If students really want to learn this new skill, they can come every single week.  If they just want to see if knitting is for them, they can still just come whenever they want to.  Mrs. Woodfield encourages all students to come, saying “Knitting is good to learn because it is something you can do while doing other things, like traveling or watching TV.”

Students Cook for the Foods Class

Attributions: 
Faith Atkinson, SJHS Staff Writer

In Mrs. Natalie Luke’s foods class, all the students get the chance to get up in front and teach. Students pick a food that they want to make in their demonstration, bring food from home and make it all together at the demonstration counter at the front of the room. While the student is demonstrating their food they tell the rest of the class how it is done. When the food is ready it is served in sample size to the whole class so everyone can try it. The demonstrations will be held in November and January.
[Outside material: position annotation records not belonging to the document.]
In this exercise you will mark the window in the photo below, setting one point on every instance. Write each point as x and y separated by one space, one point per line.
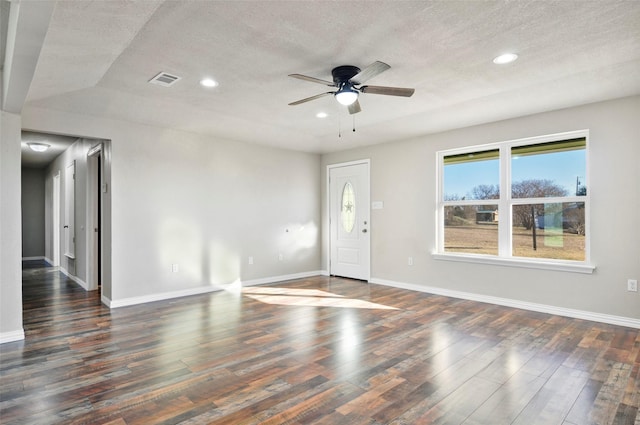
522 200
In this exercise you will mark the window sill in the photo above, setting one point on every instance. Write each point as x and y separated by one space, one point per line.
563 266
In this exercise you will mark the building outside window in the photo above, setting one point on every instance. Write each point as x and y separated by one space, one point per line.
525 199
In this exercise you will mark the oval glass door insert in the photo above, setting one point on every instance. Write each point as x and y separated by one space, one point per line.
348 213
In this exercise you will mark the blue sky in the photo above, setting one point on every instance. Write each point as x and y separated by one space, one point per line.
561 167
According to Mrs. Luke, she decided to do demonstrations because it gives the students a chance to show their skills and what they have learned, and it gives the student a chance to share their knowledge of a food they like to make with their peers. Mrs. Luke said, “It is such a fun way to gather recipes and try new foods for everyone in the class, including me.”

The demonstrations are very exciting to the students. Alex Valenzuela, an eighth-grade student at SJHS, said, “I am so excited! I love being able to show people how good our family’s food is.” Even when the students find out they will be getting up in front of everyone, they are still excited. Tiare Spencer, also an eighth grader at SJHS, said, “I like the demonstrations because we get to eat other people’s foods.”
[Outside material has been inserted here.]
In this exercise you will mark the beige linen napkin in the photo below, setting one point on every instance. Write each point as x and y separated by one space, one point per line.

Mrs. Luke is really proud of her students. Mrs. Luke said, “Students do amazing jobs on their demonstrations. There is always a little apprehension, but that happens any time you get up in front of other students.” SJHS is happy to have such a wonderful teacher to teach us about great foods and nutrition.

Springville Junior Goes Freestyle without drugs

Attributions: 
Tyler Condie, SJHS Staff Writer
Mrs. Gleave (left) and Samantha Lazenby (right) are dressed as angel and devil.
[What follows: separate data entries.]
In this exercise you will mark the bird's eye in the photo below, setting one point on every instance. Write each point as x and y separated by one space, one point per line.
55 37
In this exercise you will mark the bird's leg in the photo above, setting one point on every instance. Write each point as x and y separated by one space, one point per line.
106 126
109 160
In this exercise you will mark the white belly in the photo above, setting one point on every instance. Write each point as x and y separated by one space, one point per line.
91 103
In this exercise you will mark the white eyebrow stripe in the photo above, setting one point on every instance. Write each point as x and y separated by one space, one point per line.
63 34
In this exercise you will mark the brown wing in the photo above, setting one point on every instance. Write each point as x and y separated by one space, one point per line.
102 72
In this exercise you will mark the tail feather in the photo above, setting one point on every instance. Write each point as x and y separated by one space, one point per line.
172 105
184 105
Springville Junior High School recently finished up Red Ribbon Week, starting on Friday the 22nd of October and ending on Thursday the 28th. Red Ribbon Week is a special school week where students and teachers dress up to show their independence from drugs. Friday was crazy hair day, Monday was sports day, Tuesday was switch day, Wednesday was retro day, and Thursday was freestyle day.

On Freestyle Day students dressed up in whatever described them the best, fit their personality if you will. Many teachers and students got into freestyle day, dressing up in all types of clothes, including suits with ties, hair standing up on each end, and even funny dresses and gowns. Many of the students and teachers dressed up for Freestyle Day. Some students even dressed in full body costumes, some of these were banana suits, Chinese dresses, tuxedos with ties, and even a jar of mustard.

The main reason for Red Ribbon Week is to show the importance of staying away from drugs. Mrs.  Gleave, math teacher at SJHS, said, “When your mind is clear you are able to make decisions based on your beliefs and experiences. However, when you take drugs your mind gets cloudy and confused. Your decisions are then based on fear and misperceptions.” Some students claim the earlier you learn about drugs and their effects, the better chance you have on saying no to drugs later on in life. According the Bryan Montag, ninth grader at Springville Junior High, learning early in life is essential to taking the steps to happiness. Saying no to drugs could very well be the best decision of your life.